Author: Jessica Schildt
January brings several key pro-life events to Washington D.C, but the largest is the March for Life. Beginning at the National Mall and ending at the Supreme Court, the March remains the largest Civil Rights event in the world, with millions of attendees over its four decades.
Originally, the March for Life began as a small demonstration observed on January 22, 1974, the anniversary of Roe v. Wade, for fear that that day would pass without any observance of the tragedy of abortion—and its fatal injustices toward children and horrific effects on women.
Founder Nellie Gray, who passed away in August 2012, is often called the “Joan of Arc of the pro-life Movement” for her tireless devotion to the protection of the pre-born. The event that she and a small group of concerned pro-life advocates created now includes much more than the original march. Keynote speakers bolster the event, and a series of connected pro-life events take place during the week.
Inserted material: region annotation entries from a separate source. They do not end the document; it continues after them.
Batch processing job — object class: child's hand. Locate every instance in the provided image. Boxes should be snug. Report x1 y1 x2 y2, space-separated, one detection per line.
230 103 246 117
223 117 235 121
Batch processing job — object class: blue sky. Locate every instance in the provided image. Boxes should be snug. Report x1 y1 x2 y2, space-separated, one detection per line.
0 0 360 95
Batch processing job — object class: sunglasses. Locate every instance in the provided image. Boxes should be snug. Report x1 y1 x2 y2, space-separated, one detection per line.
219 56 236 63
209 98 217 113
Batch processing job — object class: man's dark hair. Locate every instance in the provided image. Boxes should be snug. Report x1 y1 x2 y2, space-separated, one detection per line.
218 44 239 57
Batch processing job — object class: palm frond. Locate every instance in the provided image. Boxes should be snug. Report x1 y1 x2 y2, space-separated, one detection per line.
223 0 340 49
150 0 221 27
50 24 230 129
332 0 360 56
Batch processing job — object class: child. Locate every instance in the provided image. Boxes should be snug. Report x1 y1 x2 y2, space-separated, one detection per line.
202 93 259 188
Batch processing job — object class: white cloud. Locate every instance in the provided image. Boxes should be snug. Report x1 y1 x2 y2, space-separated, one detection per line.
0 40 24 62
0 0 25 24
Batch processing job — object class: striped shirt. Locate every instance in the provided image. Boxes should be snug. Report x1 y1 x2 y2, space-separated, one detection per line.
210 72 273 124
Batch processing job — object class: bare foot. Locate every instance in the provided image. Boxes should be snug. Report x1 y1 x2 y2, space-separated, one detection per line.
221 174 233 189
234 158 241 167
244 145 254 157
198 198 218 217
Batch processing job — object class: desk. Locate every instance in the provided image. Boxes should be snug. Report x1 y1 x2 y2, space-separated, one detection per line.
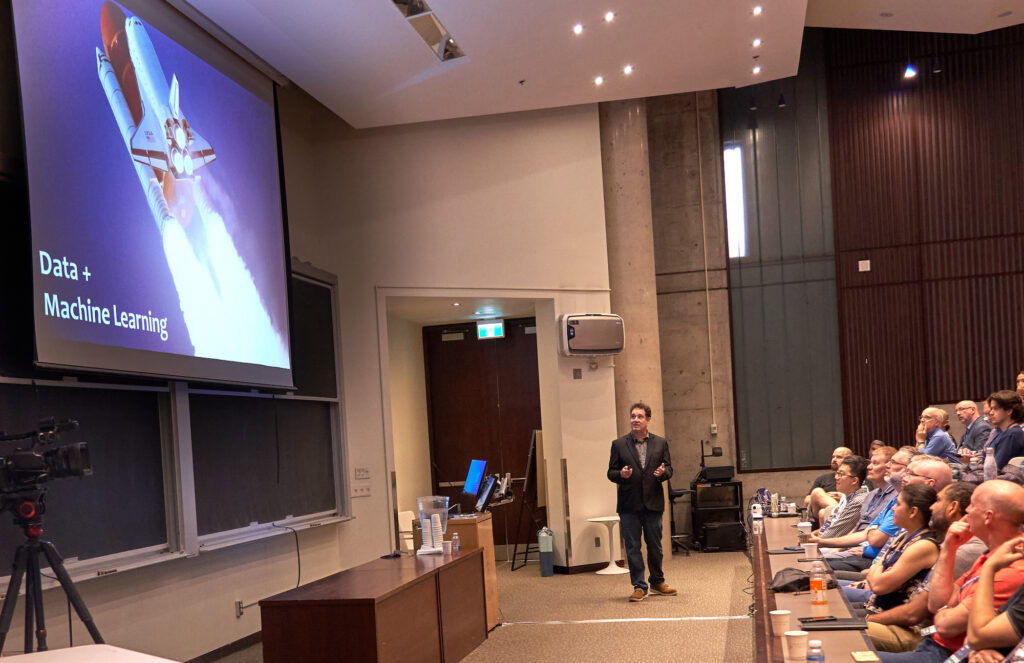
259 548 487 663
3 645 174 663
752 517 874 663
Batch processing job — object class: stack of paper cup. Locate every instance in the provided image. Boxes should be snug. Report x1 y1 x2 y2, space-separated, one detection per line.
782 631 807 663
430 513 444 548
768 610 793 637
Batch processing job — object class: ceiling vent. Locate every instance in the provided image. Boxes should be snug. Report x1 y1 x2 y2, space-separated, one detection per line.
391 0 465 61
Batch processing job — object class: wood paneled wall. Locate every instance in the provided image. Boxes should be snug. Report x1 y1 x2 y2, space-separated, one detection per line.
825 27 1024 446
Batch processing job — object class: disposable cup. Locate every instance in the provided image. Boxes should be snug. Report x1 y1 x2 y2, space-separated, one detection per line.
768 610 793 637
782 631 807 663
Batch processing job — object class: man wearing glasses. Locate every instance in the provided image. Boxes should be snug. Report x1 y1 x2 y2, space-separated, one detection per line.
810 448 911 571
817 455 867 538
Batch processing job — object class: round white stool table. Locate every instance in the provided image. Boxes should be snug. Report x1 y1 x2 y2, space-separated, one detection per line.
587 515 630 576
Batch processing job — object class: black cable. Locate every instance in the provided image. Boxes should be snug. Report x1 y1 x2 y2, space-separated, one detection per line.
270 523 302 588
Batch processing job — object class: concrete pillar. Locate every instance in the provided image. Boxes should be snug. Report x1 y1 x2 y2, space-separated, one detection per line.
598 99 672 556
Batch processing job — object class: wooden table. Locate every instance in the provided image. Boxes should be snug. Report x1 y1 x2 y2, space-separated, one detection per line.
752 519 874 663
259 548 487 663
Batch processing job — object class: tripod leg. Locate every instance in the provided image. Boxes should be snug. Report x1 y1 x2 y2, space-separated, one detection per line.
25 548 49 653
0 545 29 653
39 541 103 645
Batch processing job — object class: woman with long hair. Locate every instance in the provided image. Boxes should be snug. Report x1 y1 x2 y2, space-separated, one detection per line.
982 389 1024 481
864 484 939 614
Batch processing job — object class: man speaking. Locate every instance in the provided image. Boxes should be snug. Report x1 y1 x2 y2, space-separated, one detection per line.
608 403 676 602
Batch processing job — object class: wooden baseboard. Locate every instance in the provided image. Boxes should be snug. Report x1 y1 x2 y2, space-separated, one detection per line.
185 631 263 663
555 560 626 576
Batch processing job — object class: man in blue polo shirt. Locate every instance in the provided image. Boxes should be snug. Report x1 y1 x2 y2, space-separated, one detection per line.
810 449 911 571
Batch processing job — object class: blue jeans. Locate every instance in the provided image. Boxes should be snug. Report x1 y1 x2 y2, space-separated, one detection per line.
837 580 871 604
618 509 665 591
876 637 952 663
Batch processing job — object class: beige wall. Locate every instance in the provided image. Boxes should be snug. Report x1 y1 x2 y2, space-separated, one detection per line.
387 316 432 511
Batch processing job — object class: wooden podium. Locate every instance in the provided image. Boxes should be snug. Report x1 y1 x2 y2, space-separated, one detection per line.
444 512 498 631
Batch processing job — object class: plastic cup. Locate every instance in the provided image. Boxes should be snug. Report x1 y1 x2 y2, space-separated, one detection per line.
782 631 807 663
768 610 793 637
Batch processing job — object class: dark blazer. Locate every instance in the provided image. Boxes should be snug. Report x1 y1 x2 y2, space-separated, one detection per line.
961 417 992 451
608 433 672 513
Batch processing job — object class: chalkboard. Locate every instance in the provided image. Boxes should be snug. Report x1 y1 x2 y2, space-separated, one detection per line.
0 383 167 574
188 393 336 536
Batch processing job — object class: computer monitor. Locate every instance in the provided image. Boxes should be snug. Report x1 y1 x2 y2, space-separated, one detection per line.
476 476 498 513
462 460 487 497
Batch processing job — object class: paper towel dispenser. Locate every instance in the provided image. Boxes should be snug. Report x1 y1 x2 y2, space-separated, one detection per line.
560 314 626 357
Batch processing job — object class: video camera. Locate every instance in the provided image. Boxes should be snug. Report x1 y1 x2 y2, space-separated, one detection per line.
0 417 92 495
The pro-life presence in the nation’s capital around is staggering on account of these events—last year, over 650,000 people participated.
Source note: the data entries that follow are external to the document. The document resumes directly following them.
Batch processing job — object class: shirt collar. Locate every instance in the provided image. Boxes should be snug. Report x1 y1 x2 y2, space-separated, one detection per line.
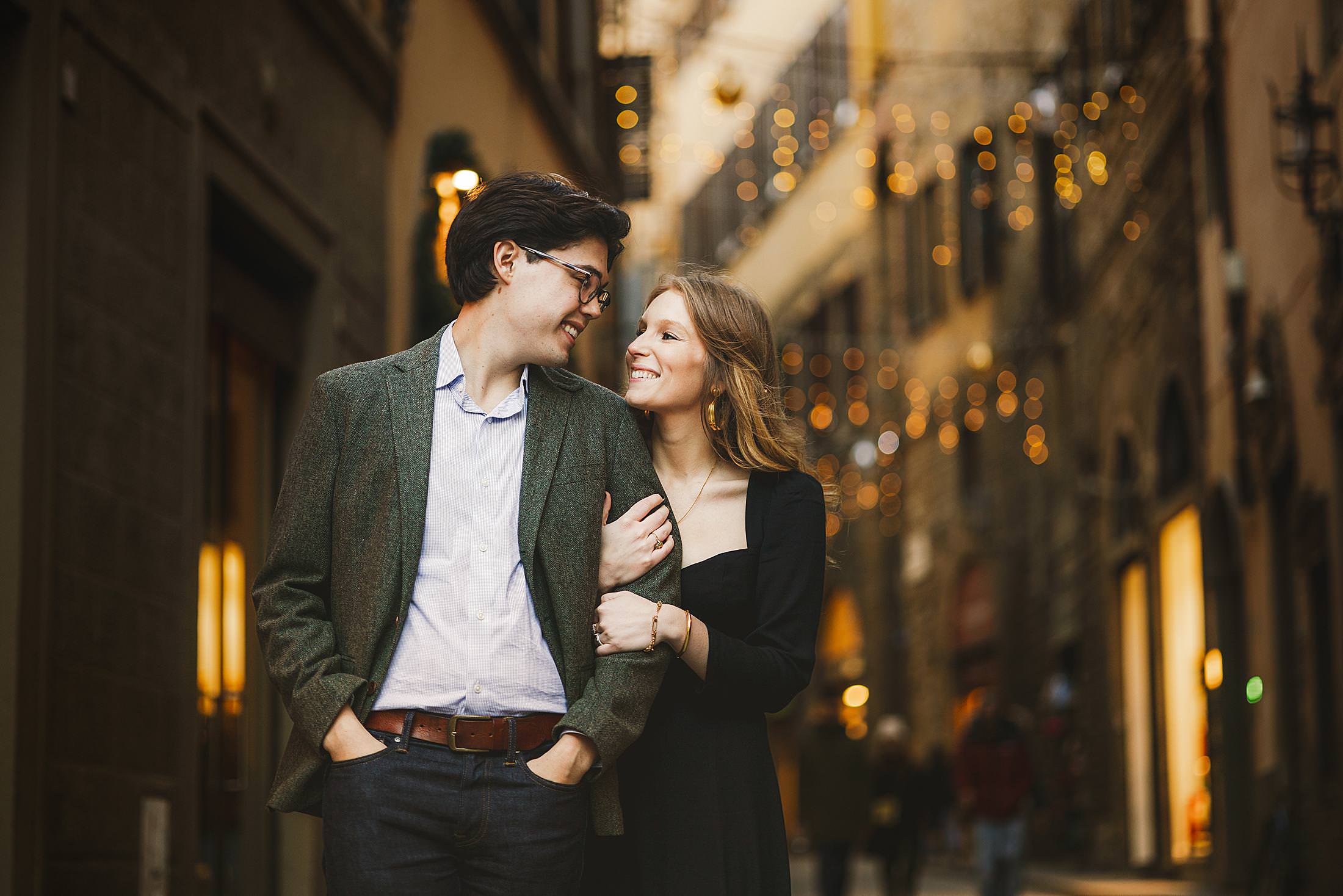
434 321 532 408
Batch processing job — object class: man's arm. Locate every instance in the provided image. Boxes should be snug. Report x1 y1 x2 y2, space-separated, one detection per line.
557 410 681 767
253 376 364 750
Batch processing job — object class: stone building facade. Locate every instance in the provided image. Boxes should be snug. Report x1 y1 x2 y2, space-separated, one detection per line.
0 0 614 895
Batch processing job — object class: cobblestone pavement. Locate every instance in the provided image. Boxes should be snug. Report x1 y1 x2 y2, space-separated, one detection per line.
792 856 1054 896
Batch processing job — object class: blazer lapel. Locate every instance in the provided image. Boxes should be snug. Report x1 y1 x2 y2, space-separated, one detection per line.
387 328 446 603
517 366 572 572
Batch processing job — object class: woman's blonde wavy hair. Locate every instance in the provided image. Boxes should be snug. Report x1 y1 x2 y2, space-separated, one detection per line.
643 267 817 477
Events like the March for Life serve many significant purposes in the pro-life movement. They remind us that people all across the nation want to see the end of forty years of abortions. Pro-life leaders in all capacities—whether leading a ministry, a small church group, or a campus club—receive the training and connections they need to further their efforts. And they compel citizens to stop and consider why they support the sanctity of life.
As the week of January 20th approaches, consider ways to get involved. Reflect upon the answers to these key questions regarding abortion: what is wrong with abortion? What are the consequences of abortion? Why should the government protect life? How can we help women facing difficult choices?
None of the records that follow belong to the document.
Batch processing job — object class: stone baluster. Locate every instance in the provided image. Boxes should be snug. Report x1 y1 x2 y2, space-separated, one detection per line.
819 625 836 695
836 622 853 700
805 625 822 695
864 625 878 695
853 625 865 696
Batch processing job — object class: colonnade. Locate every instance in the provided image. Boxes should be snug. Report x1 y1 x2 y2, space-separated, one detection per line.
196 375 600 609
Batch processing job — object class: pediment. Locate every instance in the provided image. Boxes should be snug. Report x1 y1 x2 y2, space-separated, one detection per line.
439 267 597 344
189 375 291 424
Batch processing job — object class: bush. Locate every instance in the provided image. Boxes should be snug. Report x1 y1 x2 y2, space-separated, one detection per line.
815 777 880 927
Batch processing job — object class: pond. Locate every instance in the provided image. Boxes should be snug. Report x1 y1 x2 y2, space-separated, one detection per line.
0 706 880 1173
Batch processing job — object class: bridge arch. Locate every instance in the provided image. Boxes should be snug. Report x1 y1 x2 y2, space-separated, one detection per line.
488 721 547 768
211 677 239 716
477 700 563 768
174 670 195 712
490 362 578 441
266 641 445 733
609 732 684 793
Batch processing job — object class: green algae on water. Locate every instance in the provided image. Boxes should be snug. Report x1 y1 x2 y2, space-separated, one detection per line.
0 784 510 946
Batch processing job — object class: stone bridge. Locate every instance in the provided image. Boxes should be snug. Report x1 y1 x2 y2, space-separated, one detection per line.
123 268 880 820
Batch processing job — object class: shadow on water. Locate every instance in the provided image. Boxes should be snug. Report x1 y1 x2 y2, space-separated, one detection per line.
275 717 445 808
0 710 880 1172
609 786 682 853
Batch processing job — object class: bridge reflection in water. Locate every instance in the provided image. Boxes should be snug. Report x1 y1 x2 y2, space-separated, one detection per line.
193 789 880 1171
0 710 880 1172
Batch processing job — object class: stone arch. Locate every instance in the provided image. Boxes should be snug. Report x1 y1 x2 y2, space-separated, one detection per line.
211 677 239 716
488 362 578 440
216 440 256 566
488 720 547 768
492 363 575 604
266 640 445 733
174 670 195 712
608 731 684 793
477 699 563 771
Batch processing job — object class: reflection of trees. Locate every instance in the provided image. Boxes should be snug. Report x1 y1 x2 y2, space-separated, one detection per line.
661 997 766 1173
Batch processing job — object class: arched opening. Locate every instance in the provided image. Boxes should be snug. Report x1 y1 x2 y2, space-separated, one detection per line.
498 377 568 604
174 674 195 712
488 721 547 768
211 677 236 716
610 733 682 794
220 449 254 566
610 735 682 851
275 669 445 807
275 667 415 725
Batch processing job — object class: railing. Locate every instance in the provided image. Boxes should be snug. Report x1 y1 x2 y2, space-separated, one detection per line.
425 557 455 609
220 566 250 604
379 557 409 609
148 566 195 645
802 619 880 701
This year, share your reasons for supporting life on social media with the hashtag #WhyWeMarch on Twitter, and “like” the March for Life’s page on Facebook.
The March for Life’s theme this year is adoption. Events such as the March for Life empower us to spread the truth about alternatives to abortion to our communities—ultimately with the goal of ending abortion in America.
This march and these events are more than a mere pep rally, and they are even more than the dreams of one determined woman. They represent the population in America that refuses to stand for the culture of death. They represent the support and sacrifice of many who are dedicated to seeing the end of abortion in this nation. They represent, above all, the truth that every human has a right to life which ought to be protected.